Tuning / Workarounds
- There is an obvious RAC element to this issue, so as expected, only having one ASM instance up when allocating large amounts of space in ASM drastically reduced the delay time before disk I/O starts.
- Using the diskgroup attribute COMPATIBLE.ASM = 10.1 reduced the “KSV master wait” time by 66% in our tests. However, this robs us of some features, such as the fast mirror resync capability, so this was not a preferred option.
- Changing from normal to external redundancy reduces the number AUs by half and so reduces the delay.
- Increasing the AU_SIZE reduces the number of AUs (and therefore “ges inquiry response” waits) and so reduces the delay too. Note that despite the default AU being 1MB, at the time of writing, Oracle recommend 4MB for the AU_SIZE.
For us, option 4 was the most acceptable.

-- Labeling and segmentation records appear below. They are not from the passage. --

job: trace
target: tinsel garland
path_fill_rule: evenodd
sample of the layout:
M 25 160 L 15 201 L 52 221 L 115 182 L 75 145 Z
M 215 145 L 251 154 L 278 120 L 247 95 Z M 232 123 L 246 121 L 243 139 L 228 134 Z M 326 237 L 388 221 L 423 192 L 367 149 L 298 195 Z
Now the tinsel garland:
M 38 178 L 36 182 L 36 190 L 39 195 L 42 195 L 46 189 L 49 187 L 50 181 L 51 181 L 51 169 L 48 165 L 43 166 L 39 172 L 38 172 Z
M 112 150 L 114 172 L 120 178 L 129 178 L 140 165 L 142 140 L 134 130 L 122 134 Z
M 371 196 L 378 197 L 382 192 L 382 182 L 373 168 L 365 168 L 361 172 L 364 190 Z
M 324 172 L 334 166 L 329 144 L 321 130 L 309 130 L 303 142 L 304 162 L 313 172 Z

We just had to size the redo logs so that archive logs do not waste too much space in ASM. (Sized just under a multiple of the AU_SIZE).
The choice of AU_SIZE for each disk group would depend on how much an organisation values performance over capacity waste, and what kind of files and activity are associated with that disk group.
The “knee” of the trendline in the chart below is between the 4MB and 8MB AU_SIZE. Apparently some systems support 4MB maximum I/Os now, so perhaps these are the reasons why Oracle now recommend AUs sized at 4MB.
The actual disk I/O time (“Data file init write”) didn’t vary. Our maximum I/O size was 1MB for all of these tests, so it makes sense that the I/O time wouldn’t change with AUs between 1MB and 32MB.
Creating a diskgroup with 64MB AUs hung, so we didn’t experiment further with that size.
I summarised our findings for Oracle Support and requested that the developers look into the reason multiple GES operations had to occur for each AU when using COMPATIBLE.ASM>10.1. It might be a bug that can be fixed. If not, perhaps Oracle could make GES operations that lock multiple AUs at a time to reduce the number of round trips, so that we don’t have to increase the AU_SIZE to reduce the GES overhead.
Oracle Support pointed me to the document below, saying it was “valid for non-exadata environments”.
Oracle Sun Database Machine Performance Best Practices [ID 1067520.1] says:
If creating multiple files in parallel in the same diskgroup is a requirement (eg: tablespaces, backups, restores), run the file creations on one node in the RAC cluster. Doing so optimizes lock acquisition and minimizes buffer pins associated with file allocation. File allocation intra and inter node scalability will be optimized in Oracle 188.8.131.52.
So the poor performance I’ve seen is after the file allocation optimisations?!